Tanya Rogers was looking back through the scientific literature for recent studies on chaos in ecosystems when she discovered something unexpected: No one had published a quantitative analysis of it in over 25 years. “It was kind of surprising,” said Rogers, a research ecologist at the University of California, Santa Cruz and the new study’s first author. “Like, ‘I can’t believe no one’s done this.’”

So she decided to do it herself. Analyzing more than 170 sets of time-dependent ecosystem data, Rogers and her colleagues found that chaos was present in a third of them — nearly three times more than the estimates in previous studies. What’s more, they discovered that certain groups of organisms, like plankton, insects and algae, were far more prone to chaos than larger organisms like wolves and birds.

The signs of chaos had been there all along, lurking within the reams of accumulated ecological data. But earlier researchers had missed it because their models were too simple. It wasn't until Rogers and her fellow researchers applied more complex models that the telltale signs of chaotic influences could be teased out.

The new results from Rogers, Munch and their Santa Cruz mathematician colleague Bethany Johnson, however, suggest that the older work missed where the chaos was hiding. To detect chaos, the earlier studies used models with a single dimension — the population size of one species over time. They didn’t consider corresponding changes in messy real-world factors like temperature, sunlight, rainfall and interactions with other species that might affect populations. Their one-dimensional models captured how the populations changed, but not why they changed.

But Rogers and Munch “went looking for [chaos] in a more sensible way,” said Aaron King, a professor of ecology and evolutionary biology at the University of Michigan who was not involved in the study. Using three different complex algorithms, they analyzed 172 time series of different organisms’ populations as models with as many as six dimensions rather than just one, leaving room for the potential influence of unspecified environmental factors. In this way, they could check whether unnoticed chaotic patterns might be embedded within the one-dimensional representation of the population shifts. For example, more rainfall might be chaotically linked to population increases or decreases, but only after a delay of several years.

In the population data for about 34% of the species, Rogers, Johnson and Munch discovered, the signatures of nonlinear interactions were indeed present, which was significantly more chaos than was previously detected.
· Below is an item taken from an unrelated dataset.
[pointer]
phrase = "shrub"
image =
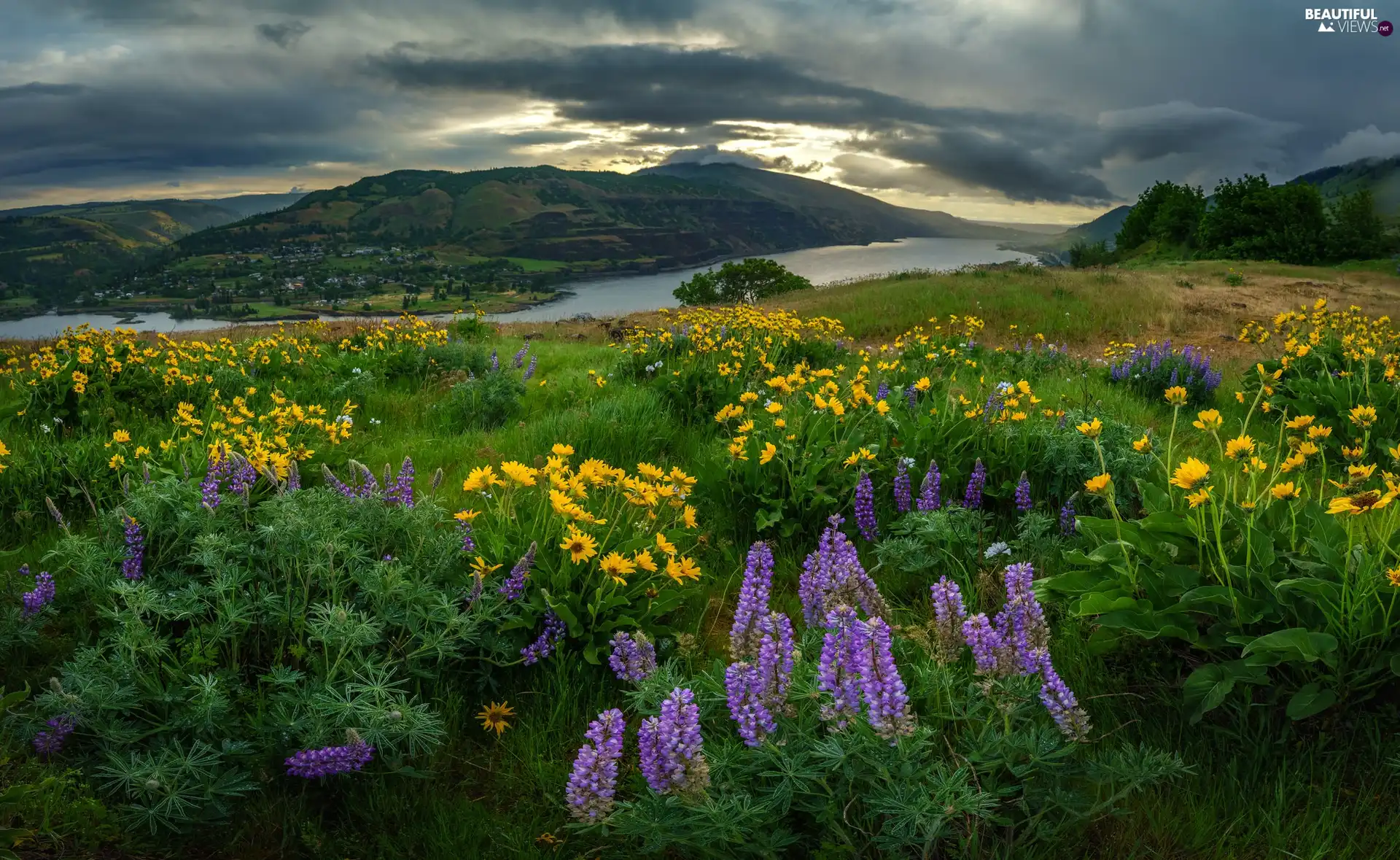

In most of those data sets, the population changes for the species did not appear chaotic at first, but the relationship of the numbers to underlying factors was. They could not say precisely which environmental factors were responsible for the chaos, but whatever they were, their fingerprints were on the data.

This is exactly the kind of study that spawns new research. The effort to find out what factors are at play and how they interact with each other will shape generations of work in the now understood to be underdeveloped field of ecological population growth dynamics.

We would expect the initial phase of that new work to resemble the equivalent of a design of experiments in statistics to verify which factors are most influential, followed by more detailed studies into the effects of their interactions over time. It's an exciting development for a field that's now coming out of a period of stagnation no one knew it was in as a result of the discovery.

More Information

For some basic information on how chaos can influence ecological population dynamics, we found Numberphile's 19-minute video on the Feigenbaum constant provides a nice introduction to the surprisingly simple population modeling math that produces chaotic outcomes:

For more background, we've also built a tool to model the chaotic growth of the population of a species over time. Our post also features Veratiseum's video exploring the logistic map and its role in the emergence of complexity.

We can also point you to HHMI Bioactive's Population Dynamics simulator, which features a good primer on the simpler logistic growth model math that wasn't capturing the extent of chaotic influences found by Rogers, Johnson and Munch.

References

Rogers, T.L., Johnson, B.J. & Munch, S.B. Chaos is not rare in natural ecosystems. Nature Ecology & Evolution. Volume 6, pp 1105–1111. (2022). DOI: 10.1038/s41559-022-01787-y.